* wrong charset in spite of proper format
@ 2005-03-09 13:47 Matthias Andree
2005-03-09 15:24 ` Reiner Steib
0 siblings, 1 reply; 6+ messages in thread
From: Matthias Andree @ 2005-03-09 13:47 UTC (permalink / raw)
Hi,
a Ukraïnian subscriber recently posted a mail of the structure sketched
below to the fetchmail-friends mailing list. No matter what part of the
mail I look at (with C-d, article as ephemeral group), No Gnus (fresh
from CVS) uses my local character set, ISO-8859-whatever, rather than
Windows-1251 for display. mutt gets this right.
What's up here? Does Gnus lack Windows-1251? If so, why does it not
replace everything by dots, X or ?. If it supports Windows-1251, why
doesn't it see it? I don't have the time to play with modified copies of
the mail and Gnus now to figure what's up. (Emacs 21.3 with rm'd movemail)
Full copy of the message available from
<http://home.pages.de/~mandree/tmp/58def670bf48a5363b4df09b717495b6@apple.mk.ua.txt>.
Outline:
(head)
Mime-Version: 1.0 (Apple Message framework v619.2)
Content-Type: multipart/alternative; boundary=Apple-Mail-1-1053523650
--Apple-Mail-1-1053523650
Content-Transfer-Encoding: quoted-printable
Content-Type: text/plain;
charset=WINDOWS-1251;
format=flowed
6 =E1=E5=F0 2005, =EE 0:59, Matthias Andree =ED=E0=EF=E8=F1=E0=E2(=EB=E0):=
...
--Apple-Mail-1-1053523650
Content-Transfer-Encoding: quoted-printable
Content-Type: text/enriched;
charset=WINDOWS-1251
...
--Apple-Mail-1-1053523650--
--
Matthias Andree
^ permalink raw reply [flat|nested] 6+ messages in thread
* Re: wrong charset in spite of proper format
2005-03-09 13:47 wrong charset in spite of proper format Matthias Andree
@ 2005-03-09 15:24 ` Reiner Steib
2005-03-10 0:35 ` Matthias Andree
0 siblings, 1 reply; 6+ messages in thread
From: Reiner Steib @ 2005-03-09 15:24 UTC (permalink / raw)

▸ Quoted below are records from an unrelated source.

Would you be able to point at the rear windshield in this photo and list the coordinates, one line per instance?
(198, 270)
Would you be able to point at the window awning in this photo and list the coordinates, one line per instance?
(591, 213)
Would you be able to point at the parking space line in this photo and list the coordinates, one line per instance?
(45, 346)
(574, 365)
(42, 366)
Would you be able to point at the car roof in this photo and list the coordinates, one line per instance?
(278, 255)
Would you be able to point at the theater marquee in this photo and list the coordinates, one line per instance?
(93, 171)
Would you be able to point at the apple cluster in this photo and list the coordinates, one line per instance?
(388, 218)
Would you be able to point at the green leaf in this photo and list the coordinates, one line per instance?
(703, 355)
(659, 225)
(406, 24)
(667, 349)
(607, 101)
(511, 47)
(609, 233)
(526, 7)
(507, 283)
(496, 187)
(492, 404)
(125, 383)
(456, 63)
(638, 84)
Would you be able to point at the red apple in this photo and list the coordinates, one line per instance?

On Wed, Mar 09 2005, Matthias Andree wrote:
> a Ukraïnian subscriber recently posted a mail of the structure sketched
> below to the fetchmail-friends mailing list. No matter what part of the
> mail I look at (with C-d, article as ephemeral group), No Gnus (fresh
> from CVS) uses my local character set, ISO-8859-whatever, rather than
> Windows-1251 for display. mutt gets this right.
>
> What's up here? Does Gnus lack Windows-1251?

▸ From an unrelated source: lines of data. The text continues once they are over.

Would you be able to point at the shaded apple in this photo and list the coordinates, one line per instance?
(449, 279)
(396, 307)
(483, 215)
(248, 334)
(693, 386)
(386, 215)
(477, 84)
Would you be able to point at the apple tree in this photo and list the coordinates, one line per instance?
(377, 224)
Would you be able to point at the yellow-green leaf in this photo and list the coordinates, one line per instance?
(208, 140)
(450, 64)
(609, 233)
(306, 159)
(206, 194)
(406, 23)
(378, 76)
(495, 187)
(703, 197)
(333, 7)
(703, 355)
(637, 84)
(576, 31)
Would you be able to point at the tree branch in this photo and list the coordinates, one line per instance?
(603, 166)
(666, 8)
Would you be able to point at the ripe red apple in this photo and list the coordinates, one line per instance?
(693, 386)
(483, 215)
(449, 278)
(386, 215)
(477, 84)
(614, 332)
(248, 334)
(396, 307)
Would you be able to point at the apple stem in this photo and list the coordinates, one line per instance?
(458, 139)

Gnus doesn't provide any charsets, (X)Emacs[1] does.
> If it supports Windows-1251, why doesn't it see it?
In Emacs 21.[1-4] you need (codepage-setup 1251) in `~/.gnus.el' or
`~/.emacs'. Or better make that...
(unless (coding-system-p 'windows-1251)
(codepage-setup 1251))
The upcoming Emacs 22 already has preloaded windows-1251 and has
autoloads for other commonly used charsets (iso-8859-*, windows-125*;
see [2]).
> Full copy of the message available from
> <http://home.pages.de/~mandree/tmp/58def670bf48a5363b4df09b717495b6@apple.mk.ua.txt>.
[ Or news://news.gmane.org/gmane.mail.fetchmail.user/7122
<news:58def670bf48a5363b4df09b717495b6@apple.mk.ua> ]
Bye, Reiner.
[1] More on (X)Emacs, Gnus and charsets (in German):
http://theotp1.physik.uni-ulm.de/~ste/comp/emacs/gnus/draft/
[2] http://thread.gmane.org/v9k6orjx0i.fsf@marauder.physik.uni-ulm.de
,----[ emacs/lisp/ChangeLog ]
| 2005-03-04 Reiner Steib <Reiner.Steib@gmx.de>
|
| * international/code-pages.el (windows-1250, windows-125[2-8])

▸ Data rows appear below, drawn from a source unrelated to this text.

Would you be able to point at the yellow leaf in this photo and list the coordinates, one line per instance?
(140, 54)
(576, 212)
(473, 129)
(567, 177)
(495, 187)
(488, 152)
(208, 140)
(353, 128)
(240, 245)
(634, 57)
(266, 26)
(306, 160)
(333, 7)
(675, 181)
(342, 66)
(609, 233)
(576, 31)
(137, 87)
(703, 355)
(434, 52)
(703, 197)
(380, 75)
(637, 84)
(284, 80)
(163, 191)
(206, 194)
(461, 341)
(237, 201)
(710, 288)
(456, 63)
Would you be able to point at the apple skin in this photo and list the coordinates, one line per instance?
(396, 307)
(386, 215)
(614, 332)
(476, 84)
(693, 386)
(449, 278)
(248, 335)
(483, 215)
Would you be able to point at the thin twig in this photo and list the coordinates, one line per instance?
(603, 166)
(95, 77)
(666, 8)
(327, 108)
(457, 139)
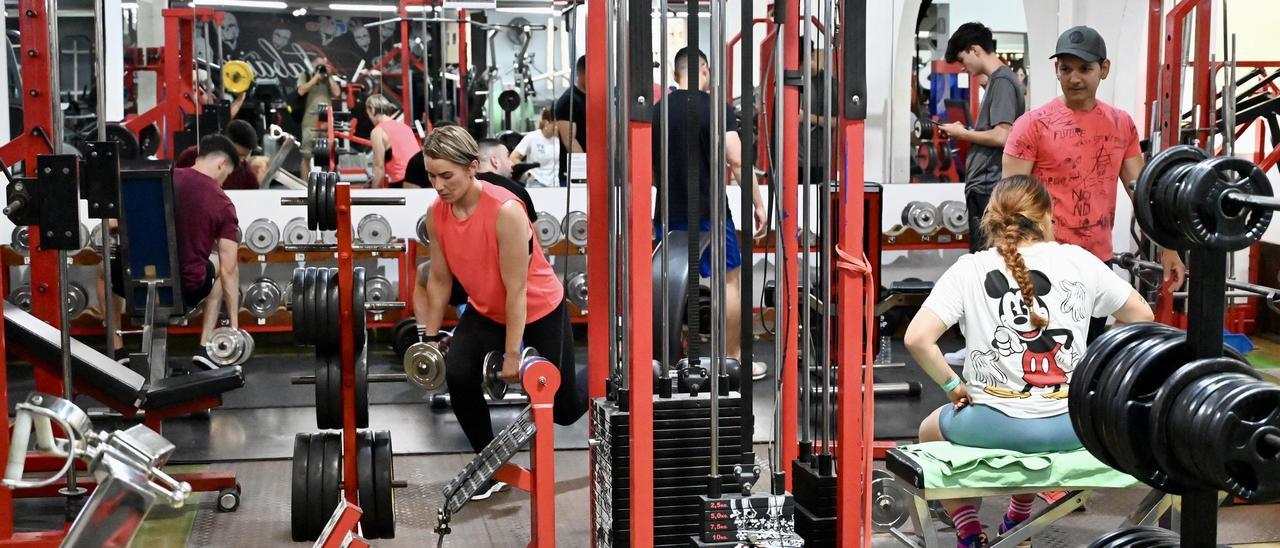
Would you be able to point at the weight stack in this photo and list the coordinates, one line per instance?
(814, 505)
(681, 441)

| (iso-8859-10, -13, -16, georgian-ps): Add autoload cookies.
`----
--
,,,
(o o)
---ooO-(_)-Ooo--- | PGP key available | http://rsteib.home.pages.de/
^ permalink raw reply [flat|nested] 6+ messages in thread
* Re: wrong charset in spite of proper format
2005-03-09 15:24 ` Reiner Steib
@ 2005-03-10 0:35 ` Matthias Andree
2005-03-10 18:53 ` Reiner Steib
0 siblings, 1 reply; 6+ messages in thread
From: Matthias Andree @ 2005-03-10 0:35 UTC (permalink / raw)
Reiner Steib <reinersteib+gmane@imap.cc> writes:
>> What's up here? Does Gnus lack Windows-1251?
>
> Gnus doesn't provide any charsets, (X)Emacs[1] does.
OK. My complaint is that as a result of Emacs 21.SOME_MINOR_RELEASE not
providing a particular character set, Gnus display anything else rather
than falling back to ASCII (where appropriate), masking the unprintables
and stuffing a status line that reads something like "windows-1251 not
supported by your emacs, displaying ASCII parts"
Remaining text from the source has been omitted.